The best-selling biographer of Lytton Strachey, Augustus John, and Bernard Shaw explains the origins of his literary passions...

In school, I wasn't allowed to study English because I was told that I didn't have the mind for it. I learnt to love English myself in Maidenhead public library during the holidays. It was a complete revelation to me. I felt like an emperor: I had all the authors in the world lined up before me in alphabetical order, and I could call upon them as and when I pleased. I had heat and comfort and a whole staff that could assist me. My university was the public library system. My method was trial and error. I made my own way through the jungle of learning.

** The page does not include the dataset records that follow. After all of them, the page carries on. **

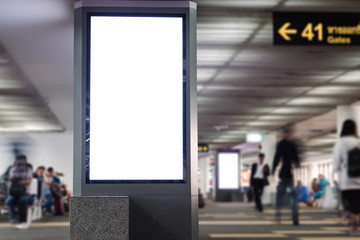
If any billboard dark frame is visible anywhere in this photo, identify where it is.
[84,12,188,184]
[74,1,198,196]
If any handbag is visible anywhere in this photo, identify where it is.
[10,183,26,198]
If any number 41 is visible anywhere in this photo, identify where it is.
[301,23,324,41]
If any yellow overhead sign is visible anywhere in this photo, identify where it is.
[273,12,360,45]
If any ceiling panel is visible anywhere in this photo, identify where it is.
[196,0,360,152]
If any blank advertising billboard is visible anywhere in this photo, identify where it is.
[218,152,239,189]
[87,15,186,182]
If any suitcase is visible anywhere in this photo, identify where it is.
[54,199,65,215]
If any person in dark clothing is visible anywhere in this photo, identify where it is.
[250,153,270,212]
[271,128,300,226]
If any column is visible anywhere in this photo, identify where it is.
[261,133,276,204]
[336,104,360,136]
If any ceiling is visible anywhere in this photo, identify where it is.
[0,0,360,156]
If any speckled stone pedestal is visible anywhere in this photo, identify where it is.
[70,197,129,240]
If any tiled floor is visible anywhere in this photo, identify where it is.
[199,202,360,240]
[0,202,360,240]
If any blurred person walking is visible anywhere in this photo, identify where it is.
[250,153,270,212]
[271,128,300,226]
[333,119,360,235]
[6,155,33,230]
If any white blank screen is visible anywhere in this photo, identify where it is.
[218,152,239,189]
[89,16,183,180]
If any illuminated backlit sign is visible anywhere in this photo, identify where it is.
[198,143,209,152]
[217,152,240,189]
[273,12,360,46]
[86,14,186,182]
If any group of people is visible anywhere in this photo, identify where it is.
[1,154,69,230]
[251,119,360,235]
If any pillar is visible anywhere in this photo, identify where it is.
[261,133,276,205]
[336,104,360,136]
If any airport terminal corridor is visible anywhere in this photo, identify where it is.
[0,201,359,240]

In some ways I am very ill-read. My reading was at random. There are still some classics I haven't read that I should have, but it does mean that I read some things that few other people knew about. One example is Hugh Kingsmill. He was my guru, although he was dead by the time I met him. I found his work and was completely taken with his philosophy.

I came across Kingsmill's biography of Frank Harris by accident. It was a masterpiece of irony, and made me laugh in a way I never had before. I laughed at the comedy of life I was engaged in, and found a new humour. I decided to write a book about Kingsmill, which appeared in 1964. I may say now that it was an immensely bad book. It was a labour of infatuation and I learnt a bit like a skater – falling down and picking myself up.

Kingsmill was a follower of Lytton Strachey, who became the subject of my next biography. I came along at a very fortunate time with that. Before then, homosexuality was not treated frankly or with openness. I wasn't doing a brave expose, I was just dealing with it, but for once I was in tune with the spirit of the time. I wanted the things he did to be as important on paper as they were in his own life.

When I was at school, my dad told me that the all I would be inheriting were debts, and so I'd have to use education to help me. Sciences were what earned money, so I tried to study science. I just couldn't do it. I put my foot down and said I couldn't go to university to do something I was unhappy doing, and that I couldn't understand the questions never mind think of an answer. I argued so much he came up with a brilliant idea: that I should go into law and get paid to argue. I became an articled clerk, but after a couple of years I gave that up.

I've no idea what exams I passed. No-one ever asks me. I'm self-employed, so I don't ask myself. I passed some, but I'm not sure which. I hope I'm some comfort to those who don't pass enough. If I don't have a feeling for something, I'm stupid, but if I get that feeling, I wake up. I daresay some exams can be important, but they're not all important. I'm proof that it is possible to have an alternative. Education isn't all about making money.

Writing biographies is like time travelling. The dead call out to the living to be heard, and we can resurrect them along with their love affairs and creative work. One comes back from the journey changed. It means intimate contact with other lives: you handle letters and touch diaries in the same places they have touched them. It is like living a piece of science fiction.

When I went to school, it was during a non-vintage period. Things are greatly changed now, and when I've been given honorary fellowships I've always secretly been pleased. At one time, university seemed to me to be the Garden of Eden where everyone was happy and in love and I was excluded. Then it became a boast that I didn't go, and had learnt it all myself. Now, I can see pluses and minuses in both routes, but the important thing to know is that if things go wrong it's not the end, just the beginning.